Ketika pengacara meninggalkan kompleks di Naypyidaw, polisi menangkap perwakilan hukum Myo Aung, kata pengacara kepada AFP.
Pemimpin Junta Min Aung Hlaing memberikan wawancara dua jam kepada Phoenix Television Hong Kong minggu lalu, dengan program penuh belum mengudara, meskipun sebagian telah dirilis.
Ditanya tentang pencapaian politik Suu Kyi, pemimpin militer itu berkata: “Singkatnya, dia telah melakukan semua yang dia bisa.”
Militer mengumumkan keadaan darurat satu tahun setelah merebut kekuasaan, mengatakan itu akan diikuti oleh pemilihan multi-partai baru.
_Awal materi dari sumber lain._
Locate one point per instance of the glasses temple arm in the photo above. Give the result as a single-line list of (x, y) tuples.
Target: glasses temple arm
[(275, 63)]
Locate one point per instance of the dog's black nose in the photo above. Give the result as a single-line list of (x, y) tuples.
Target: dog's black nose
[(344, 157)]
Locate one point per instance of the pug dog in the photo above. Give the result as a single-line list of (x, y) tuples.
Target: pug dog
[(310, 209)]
Sekelompok anggota parlemen yang digulingkan – banyak dari mereka sebelumnya adalah bagian dari NLD – telah membentuk bayangan “Pemerintah Persatuan Nasional“dalam upaya untuk merusak junta.
Junta mengklasifikasikan mereka sebagai “teroris”.
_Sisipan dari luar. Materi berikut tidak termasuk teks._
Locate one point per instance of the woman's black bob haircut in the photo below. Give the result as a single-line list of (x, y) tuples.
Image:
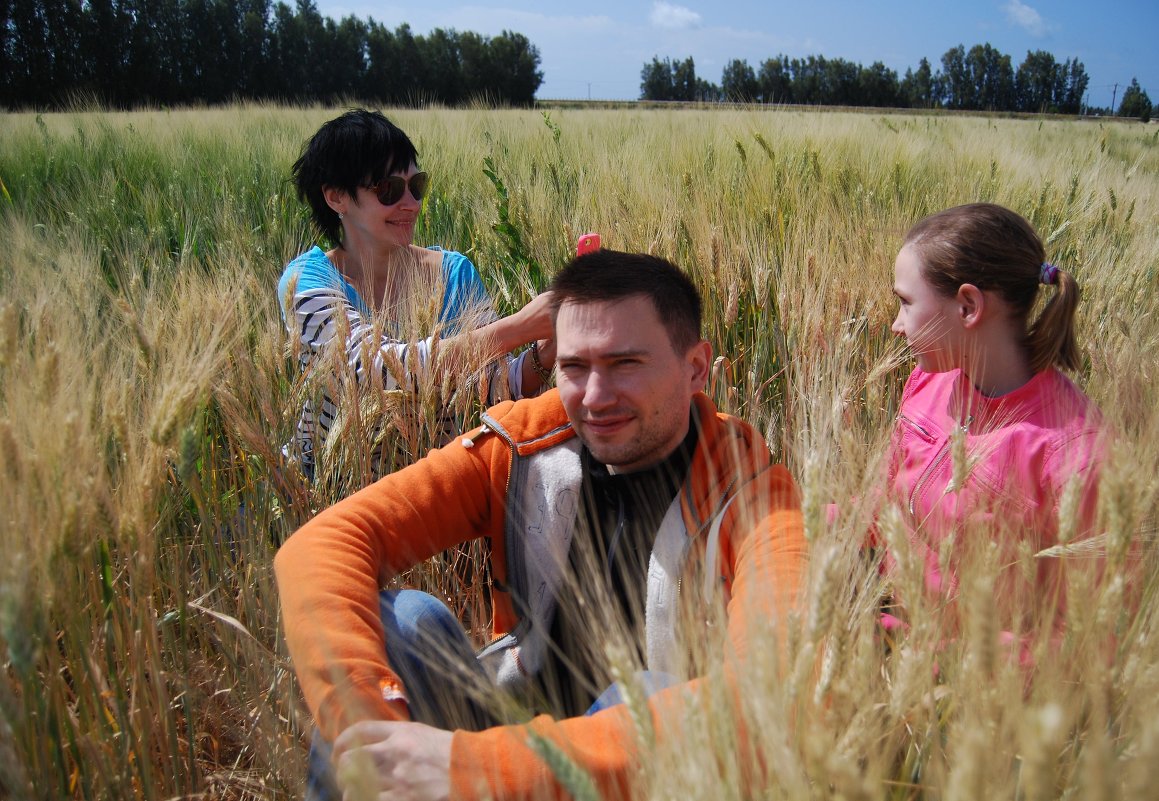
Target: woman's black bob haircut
[(354, 150)]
Dalam kutipan wawancara terpisah, Min Aung Hlaing membantah jumlah korban tewas dari protes dan mengatakan dia tidak siap untuk mengadopsi konsensus yang ditengahi bulan lalu oleh Asosiasi Bangsa-Bangsa Asia Tenggara untuk menghentikan kekerasan.
Pertumpahan darah yang terus berlanjut telah mendorong beberapa gerakan anti-junta untuk membentuk apa yang disebut “Pasukan Pertahanan Rakyat” (PDF) di kota-kota mereka – terdiri dari warga sipil yang melawan pasukan keamanan dengan senjata rakitan.
Pada hari Senin, pasukan junta menggunakan artileri selama pertempuran dengan Pasukan Pertahanan Rakyat Karenni di pinggiran timur Myanmar, dengan empat orang tewas menurut juru bicara kelompok lokal yang mengoordinasikan evakuasi dari daerah tersebut.